While Mexican President Andres Manuel Lopez Obrador regularly berates journalists, he told a news briefing after Lopez'south killing, "We are obliged to investigate this crime and foreclose the murders of journalists and citizens from continuing."

Yet, despite coming to ability on promises of peace, Obrador has shown no inclination towards solving the problem, Hootsen said, while Mexican states have "an almost unreal indifference" to the plight of their own citizens.

A woman posts photos of murdered journalists during a national protest against the murder of journalists
A woman posts photos of murdered journalists during a national protest in Mexico Metropolis, Mexico [File: Eduardo Verdugo/The Associated Press]

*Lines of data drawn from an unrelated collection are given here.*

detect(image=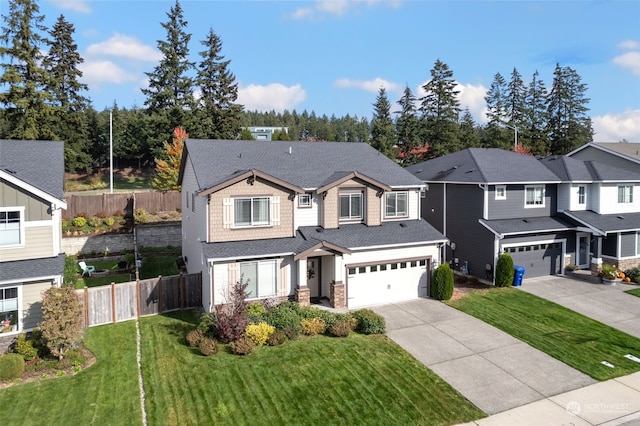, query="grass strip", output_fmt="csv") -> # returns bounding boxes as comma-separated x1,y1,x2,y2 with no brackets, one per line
447,288,640,380
140,312,484,425
0,321,141,426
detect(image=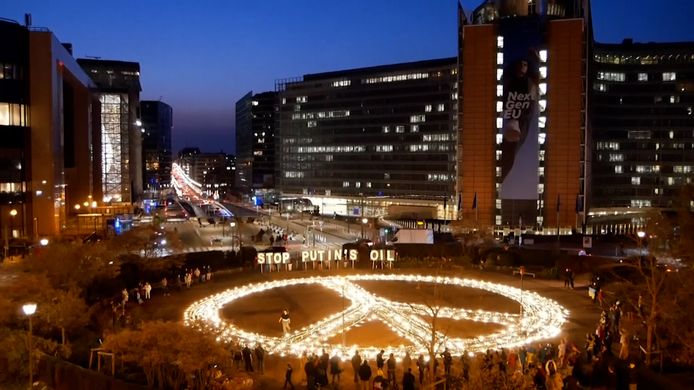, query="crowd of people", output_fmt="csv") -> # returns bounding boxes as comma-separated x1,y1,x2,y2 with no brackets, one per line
110,265,212,329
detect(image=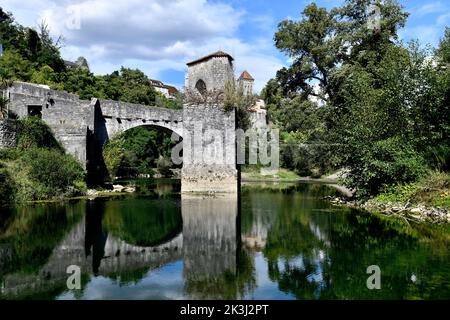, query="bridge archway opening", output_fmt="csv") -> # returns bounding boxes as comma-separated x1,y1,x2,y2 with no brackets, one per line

While it is hard to find hope, Ruiz and Hootsen say they are encouraged by the solidarity amid Mexican journalists, who held demonstrations across 65 cities in response to the deaths of their colleagues.

Ruiz also pointed to groups of reporters collaborating across borders to reveal corruption in Mexico. By co-publishing, local journalists face less risk of being singled out.

Every significant change in human rights in Mexico is a direct result of activists, academics and journalists speaking out and placing pressure on authorities, Hootsen said, "That's where I get my optimism from."